I talk back to him (not very good at pigeon talk) and one day he flew down and buzzed my head. I guess to see who was making the noise.

Any idea why he coos so much and what I might be able to do for him to help him out? At first I thought maybe he was the guard for the flock, but now I think he might be heart broken or distressed in someway.

Thanks for any help,

Salem


----------



## John_D (Jan 24, 2002)

Have you been able to see if he has a band on one or both legs? Can you describe his appearance - like, does he seem to be what one might call an 'ordinary' pigeon, or is he maybe pure white, or with some slightly unusual coloration?

If he doesn't hang out with the rest, maybe he is a lost homer or an escaped pet or fancy pigeon.

Do they get fed by you or others there?

John


----------



## Salem (Feb 8, 2009)

As far as I know, they are not being fed. I originally thought the pigeon was a dove. He is a grayish/white solid color. I have not been able to see his legs, so don't know if there is any banding.

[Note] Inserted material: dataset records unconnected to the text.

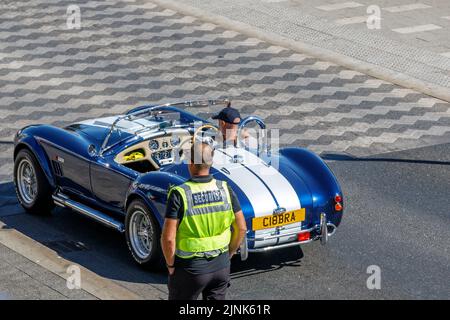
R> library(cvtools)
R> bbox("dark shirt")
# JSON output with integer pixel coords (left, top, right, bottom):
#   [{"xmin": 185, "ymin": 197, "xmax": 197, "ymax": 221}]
[{"xmin": 166, "ymin": 175, "xmax": 241, "ymax": 274}]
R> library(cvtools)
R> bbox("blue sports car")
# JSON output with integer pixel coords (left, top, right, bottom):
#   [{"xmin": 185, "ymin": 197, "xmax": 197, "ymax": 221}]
[{"xmin": 14, "ymin": 100, "xmax": 344, "ymax": 267}]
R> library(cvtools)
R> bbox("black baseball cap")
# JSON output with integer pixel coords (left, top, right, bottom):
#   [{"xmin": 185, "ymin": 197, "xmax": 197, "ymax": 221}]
[{"xmin": 212, "ymin": 107, "xmax": 241, "ymax": 124}]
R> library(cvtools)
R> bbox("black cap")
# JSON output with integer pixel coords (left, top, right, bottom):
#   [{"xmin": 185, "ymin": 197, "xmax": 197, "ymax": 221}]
[{"xmin": 212, "ymin": 107, "xmax": 241, "ymax": 124}]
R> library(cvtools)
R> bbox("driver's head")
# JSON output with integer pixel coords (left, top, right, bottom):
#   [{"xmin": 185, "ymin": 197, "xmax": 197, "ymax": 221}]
[
  {"xmin": 188, "ymin": 142, "xmax": 214, "ymax": 176},
  {"xmin": 212, "ymin": 104, "xmax": 241, "ymax": 141}
]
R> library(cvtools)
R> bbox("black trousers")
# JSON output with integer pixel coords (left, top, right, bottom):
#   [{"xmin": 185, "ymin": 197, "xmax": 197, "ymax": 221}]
[{"xmin": 168, "ymin": 267, "xmax": 230, "ymax": 300}]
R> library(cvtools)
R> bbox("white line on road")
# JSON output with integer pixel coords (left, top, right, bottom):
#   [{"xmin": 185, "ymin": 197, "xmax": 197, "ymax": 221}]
[
  {"xmin": 335, "ymin": 16, "xmax": 367, "ymax": 25},
  {"xmin": 392, "ymin": 24, "xmax": 442, "ymax": 34},
  {"xmin": 316, "ymin": 2, "xmax": 363, "ymax": 11},
  {"xmin": 383, "ymin": 3, "xmax": 431, "ymax": 13}
]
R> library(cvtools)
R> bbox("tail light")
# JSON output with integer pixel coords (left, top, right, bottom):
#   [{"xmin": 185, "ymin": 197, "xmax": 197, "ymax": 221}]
[
  {"xmin": 334, "ymin": 194, "xmax": 343, "ymax": 212},
  {"xmin": 297, "ymin": 232, "xmax": 311, "ymax": 241}
]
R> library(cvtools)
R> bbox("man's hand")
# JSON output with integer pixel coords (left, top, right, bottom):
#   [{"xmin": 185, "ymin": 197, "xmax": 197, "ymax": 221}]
[{"xmin": 161, "ymin": 218, "xmax": 178, "ymax": 275}]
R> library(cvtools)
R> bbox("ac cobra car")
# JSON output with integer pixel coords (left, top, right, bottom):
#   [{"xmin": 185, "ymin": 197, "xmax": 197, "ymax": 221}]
[{"xmin": 14, "ymin": 99, "xmax": 343, "ymax": 267}]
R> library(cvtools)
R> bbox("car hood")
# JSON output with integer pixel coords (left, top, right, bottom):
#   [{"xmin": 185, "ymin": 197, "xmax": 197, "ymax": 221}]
[{"xmin": 213, "ymin": 147, "xmax": 311, "ymax": 219}]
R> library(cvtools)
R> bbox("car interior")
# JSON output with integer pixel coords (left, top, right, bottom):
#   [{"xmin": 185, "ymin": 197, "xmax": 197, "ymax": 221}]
[{"xmin": 114, "ymin": 129, "xmax": 192, "ymax": 173}]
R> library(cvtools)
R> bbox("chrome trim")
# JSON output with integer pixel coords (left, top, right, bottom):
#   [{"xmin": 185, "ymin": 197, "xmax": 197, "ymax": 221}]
[
  {"xmin": 239, "ymin": 235, "xmax": 249, "ymax": 261},
  {"xmin": 237, "ymin": 116, "xmax": 266, "ymax": 155},
  {"xmin": 239, "ymin": 212, "xmax": 337, "ymax": 260},
  {"xmin": 248, "ymin": 240, "xmax": 304, "ymax": 253},
  {"xmin": 248, "ymin": 222, "xmax": 337, "ymax": 241},
  {"xmin": 52, "ymin": 193, "xmax": 125, "ymax": 232},
  {"xmin": 99, "ymin": 99, "xmax": 230, "ymax": 156}
]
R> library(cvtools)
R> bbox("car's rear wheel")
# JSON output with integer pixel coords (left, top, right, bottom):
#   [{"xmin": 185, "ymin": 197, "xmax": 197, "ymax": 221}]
[
  {"xmin": 125, "ymin": 200, "xmax": 162, "ymax": 270},
  {"xmin": 14, "ymin": 149, "xmax": 54, "ymax": 214}
]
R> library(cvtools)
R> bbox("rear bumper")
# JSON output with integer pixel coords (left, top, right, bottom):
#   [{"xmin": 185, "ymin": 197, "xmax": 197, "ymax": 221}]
[{"xmin": 240, "ymin": 213, "xmax": 337, "ymax": 260}]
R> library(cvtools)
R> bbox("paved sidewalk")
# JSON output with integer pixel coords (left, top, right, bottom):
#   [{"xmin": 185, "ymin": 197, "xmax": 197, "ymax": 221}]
[
  {"xmin": 0, "ymin": 241, "xmax": 96, "ymax": 300},
  {"xmin": 161, "ymin": 0, "xmax": 450, "ymax": 101}
]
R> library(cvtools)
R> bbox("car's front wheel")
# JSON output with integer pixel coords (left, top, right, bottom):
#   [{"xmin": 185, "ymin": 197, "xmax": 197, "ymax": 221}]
[
  {"xmin": 125, "ymin": 200, "xmax": 163, "ymax": 270},
  {"xmin": 14, "ymin": 149, "xmax": 53, "ymax": 214}
]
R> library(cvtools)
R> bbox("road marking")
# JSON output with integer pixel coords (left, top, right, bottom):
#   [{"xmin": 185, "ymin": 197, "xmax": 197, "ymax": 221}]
[
  {"xmin": 383, "ymin": 3, "xmax": 431, "ymax": 13},
  {"xmin": 0, "ymin": 221, "xmax": 142, "ymax": 300},
  {"xmin": 316, "ymin": 2, "xmax": 363, "ymax": 11},
  {"xmin": 335, "ymin": 16, "xmax": 368, "ymax": 25},
  {"xmin": 392, "ymin": 24, "xmax": 442, "ymax": 34}
]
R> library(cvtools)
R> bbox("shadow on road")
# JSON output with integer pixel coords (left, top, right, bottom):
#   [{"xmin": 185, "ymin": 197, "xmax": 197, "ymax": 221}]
[{"xmin": 0, "ymin": 182, "xmax": 303, "ymax": 284}]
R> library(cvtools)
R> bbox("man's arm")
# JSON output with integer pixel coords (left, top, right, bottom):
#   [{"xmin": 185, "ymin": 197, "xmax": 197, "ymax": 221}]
[
  {"xmin": 161, "ymin": 191, "xmax": 184, "ymax": 274},
  {"xmin": 228, "ymin": 210, "xmax": 247, "ymax": 259},
  {"xmin": 161, "ymin": 218, "xmax": 178, "ymax": 274}
]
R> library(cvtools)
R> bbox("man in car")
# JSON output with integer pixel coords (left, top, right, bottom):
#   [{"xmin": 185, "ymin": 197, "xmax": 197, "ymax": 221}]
[
  {"xmin": 161, "ymin": 142, "xmax": 247, "ymax": 300},
  {"xmin": 212, "ymin": 104, "xmax": 258, "ymax": 149}
]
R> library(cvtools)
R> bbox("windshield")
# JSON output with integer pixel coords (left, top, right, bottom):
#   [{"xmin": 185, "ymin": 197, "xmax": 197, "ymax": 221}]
[{"xmin": 100, "ymin": 99, "xmax": 229, "ymax": 153}]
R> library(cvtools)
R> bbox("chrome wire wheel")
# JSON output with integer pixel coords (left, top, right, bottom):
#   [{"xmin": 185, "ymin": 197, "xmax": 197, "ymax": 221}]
[
  {"xmin": 129, "ymin": 209, "xmax": 154, "ymax": 259},
  {"xmin": 17, "ymin": 159, "xmax": 38, "ymax": 205}
]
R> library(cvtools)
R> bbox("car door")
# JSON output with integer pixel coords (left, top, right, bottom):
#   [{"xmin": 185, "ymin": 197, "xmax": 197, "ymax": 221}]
[{"xmin": 90, "ymin": 156, "xmax": 138, "ymax": 211}]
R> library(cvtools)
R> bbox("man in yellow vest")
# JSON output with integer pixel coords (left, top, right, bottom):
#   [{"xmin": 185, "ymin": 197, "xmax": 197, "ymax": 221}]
[{"xmin": 161, "ymin": 142, "xmax": 247, "ymax": 300}]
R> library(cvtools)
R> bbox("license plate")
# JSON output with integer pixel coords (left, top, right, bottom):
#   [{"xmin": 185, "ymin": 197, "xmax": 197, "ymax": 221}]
[{"xmin": 252, "ymin": 208, "xmax": 305, "ymax": 230}]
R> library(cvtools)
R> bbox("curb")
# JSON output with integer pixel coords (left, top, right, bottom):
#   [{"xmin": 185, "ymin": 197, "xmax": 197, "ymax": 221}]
[
  {"xmin": 0, "ymin": 221, "xmax": 142, "ymax": 300},
  {"xmin": 149, "ymin": 0, "xmax": 450, "ymax": 102}
]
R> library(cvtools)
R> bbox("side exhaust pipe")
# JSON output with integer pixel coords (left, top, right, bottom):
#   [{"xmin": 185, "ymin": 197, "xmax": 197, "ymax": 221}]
[{"xmin": 52, "ymin": 193, "xmax": 125, "ymax": 232}]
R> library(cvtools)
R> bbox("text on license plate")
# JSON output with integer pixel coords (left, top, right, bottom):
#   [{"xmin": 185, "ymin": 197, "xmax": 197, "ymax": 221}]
[{"xmin": 252, "ymin": 208, "xmax": 305, "ymax": 230}]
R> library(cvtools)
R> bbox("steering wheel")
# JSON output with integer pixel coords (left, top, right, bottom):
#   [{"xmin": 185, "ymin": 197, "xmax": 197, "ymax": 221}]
[
  {"xmin": 178, "ymin": 124, "xmax": 219, "ymax": 158},
  {"xmin": 237, "ymin": 116, "xmax": 266, "ymax": 153}
]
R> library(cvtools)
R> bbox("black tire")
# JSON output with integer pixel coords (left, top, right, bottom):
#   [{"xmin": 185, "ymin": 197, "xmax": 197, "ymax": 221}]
[
  {"xmin": 125, "ymin": 199, "xmax": 163, "ymax": 271},
  {"xmin": 14, "ymin": 149, "xmax": 54, "ymax": 215}
]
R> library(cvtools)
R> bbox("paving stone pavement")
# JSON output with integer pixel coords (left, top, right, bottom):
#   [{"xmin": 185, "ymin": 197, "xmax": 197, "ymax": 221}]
[
  {"xmin": 0, "ymin": 0, "xmax": 450, "ymax": 181},
  {"xmin": 0, "ymin": 242, "xmax": 96, "ymax": 300}
]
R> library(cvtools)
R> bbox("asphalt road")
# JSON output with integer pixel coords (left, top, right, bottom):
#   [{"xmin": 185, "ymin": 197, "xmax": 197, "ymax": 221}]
[{"xmin": 0, "ymin": 144, "xmax": 450, "ymax": 300}]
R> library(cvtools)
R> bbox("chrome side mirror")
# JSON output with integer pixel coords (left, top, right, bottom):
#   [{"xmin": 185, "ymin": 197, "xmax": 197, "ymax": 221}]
[
  {"xmin": 237, "ymin": 116, "xmax": 267, "ymax": 155},
  {"xmin": 88, "ymin": 144, "xmax": 98, "ymax": 157}
]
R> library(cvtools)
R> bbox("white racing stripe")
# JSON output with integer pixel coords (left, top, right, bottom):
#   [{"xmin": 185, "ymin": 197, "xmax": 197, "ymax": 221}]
[
  {"xmin": 213, "ymin": 149, "xmax": 277, "ymax": 217},
  {"xmin": 213, "ymin": 147, "xmax": 301, "ymax": 240}
]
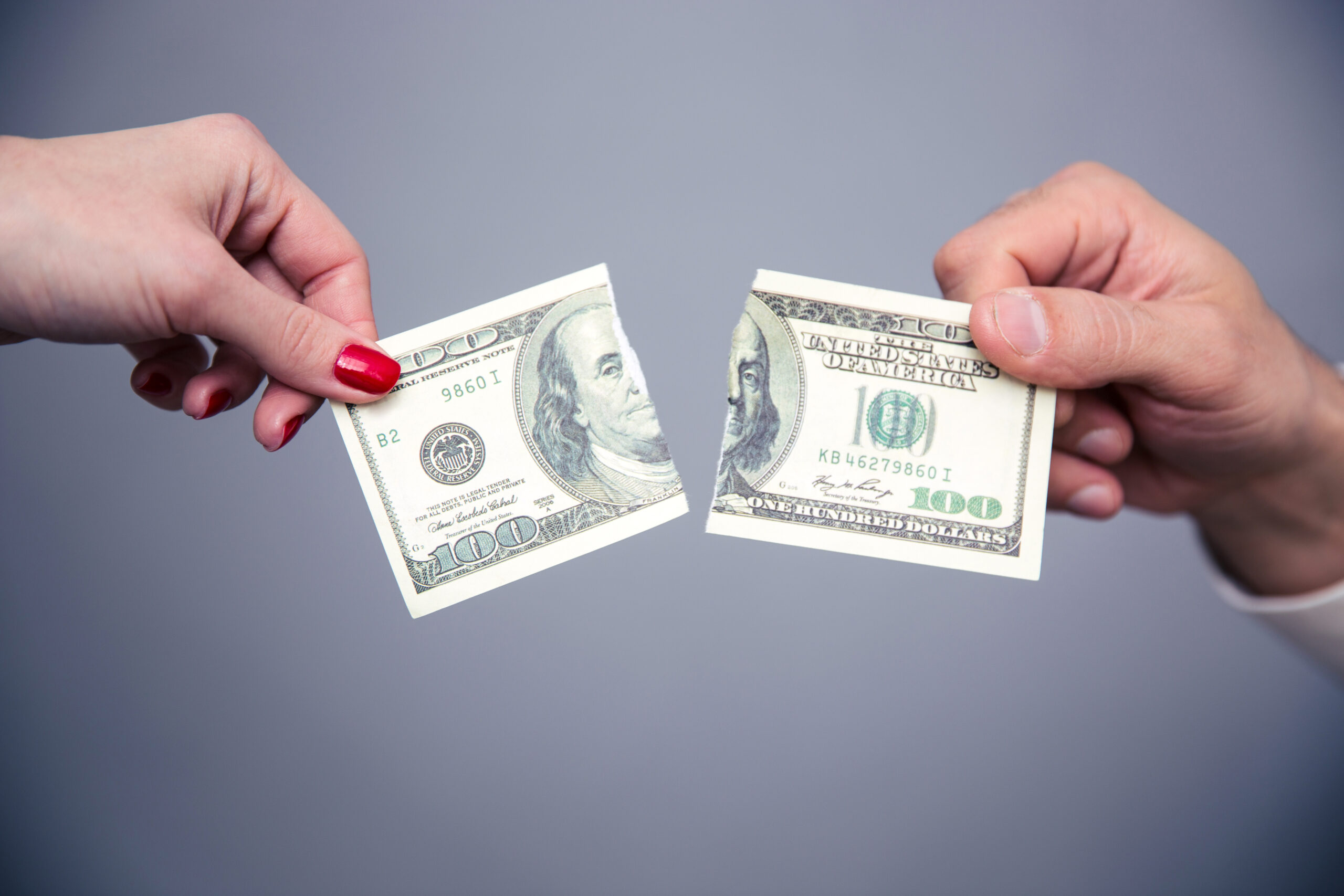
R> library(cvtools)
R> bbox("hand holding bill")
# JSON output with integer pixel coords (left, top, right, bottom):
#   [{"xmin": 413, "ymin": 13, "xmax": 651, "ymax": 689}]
[
  {"xmin": 934, "ymin": 163, "xmax": 1344, "ymax": 594},
  {"xmin": 0, "ymin": 115, "xmax": 399, "ymax": 450}
]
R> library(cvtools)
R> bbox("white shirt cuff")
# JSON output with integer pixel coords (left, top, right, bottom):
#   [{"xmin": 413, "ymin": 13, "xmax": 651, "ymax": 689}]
[
  {"xmin": 1204, "ymin": 364, "xmax": 1344, "ymax": 677},
  {"xmin": 1205, "ymin": 553, "xmax": 1344, "ymax": 678}
]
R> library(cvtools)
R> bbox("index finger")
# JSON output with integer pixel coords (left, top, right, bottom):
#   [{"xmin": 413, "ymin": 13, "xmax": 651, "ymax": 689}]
[
  {"xmin": 225, "ymin": 132, "xmax": 377, "ymax": 340},
  {"xmin": 933, "ymin": 163, "xmax": 1161, "ymax": 309}
]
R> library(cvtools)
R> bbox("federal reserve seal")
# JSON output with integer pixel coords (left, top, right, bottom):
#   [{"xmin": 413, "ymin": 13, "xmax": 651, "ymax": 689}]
[
  {"xmin": 421, "ymin": 423, "xmax": 485, "ymax": 485},
  {"xmin": 868, "ymin": 389, "xmax": 929, "ymax": 449}
]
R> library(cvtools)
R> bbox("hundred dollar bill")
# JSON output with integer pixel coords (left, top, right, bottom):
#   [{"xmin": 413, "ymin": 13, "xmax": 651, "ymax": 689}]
[
  {"xmin": 707, "ymin": 270, "xmax": 1055, "ymax": 579},
  {"xmin": 332, "ymin": 265, "xmax": 687, "ymax": 617}
]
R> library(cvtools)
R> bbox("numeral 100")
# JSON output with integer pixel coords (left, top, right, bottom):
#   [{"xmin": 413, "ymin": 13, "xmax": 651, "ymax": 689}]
[
  {"xmin": 434, "ymin": 516, "xmax": 536, "ymax": 572},
  {"xmin": 910, "ymin": 486, "xmax": 1004, "ymax": 520}
]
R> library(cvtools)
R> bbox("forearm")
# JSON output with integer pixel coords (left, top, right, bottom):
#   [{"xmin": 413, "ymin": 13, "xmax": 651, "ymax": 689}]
[{"xmin": 1193, "ymin": 359, "xmax": 1344, "ymax": 595}]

He sits atop the telephone pole and coos. Sounds like he is saying "to to do." He listens to me when I try to talk back to him. I try to mimic his sound and then I just talk to him using words also.

Salem


----------



## Skyeking (Jan 17, 2003)

Thank you for your care and concern over this bird.

He sounds like a quite a character, and he may be lonely and a young male, he may be full of himself and letting you know. I have a few young males like that.

I would definitely see if he has a band as he may be used to human contact and not knowledgable about the dangers of outdoors.


----------



## Salem (Feb 8, 2009)

Thanks guys for responding. I'm a true believer that animals are sent your way for a reason. This is the first bird that has ever come my way and I am so happy to find this forum and all the information here.

I will keep talking to him and see if he will come any closer. I don't want to interfere if he is aclimating himself to the flock that is flying around out there, but at the same time, I feel like he is lonely and maybe the flock is not accepting of him for some reason?

Salem


----------



## John_D (Jan 24, 2002)

Hi Salem

When I saw your description of his call, I immediately thought 'dove'. Depends some on where you're located, really, but the quite rapidly spreading Eurasian Collared Doves have a three-syllable somewhat monotonous call like that. Don't know if ringnecks (as in an escaped pet) have the same call or not. The solid color could possibly indicated dove, too. Interesting bird ID question here 

John


----------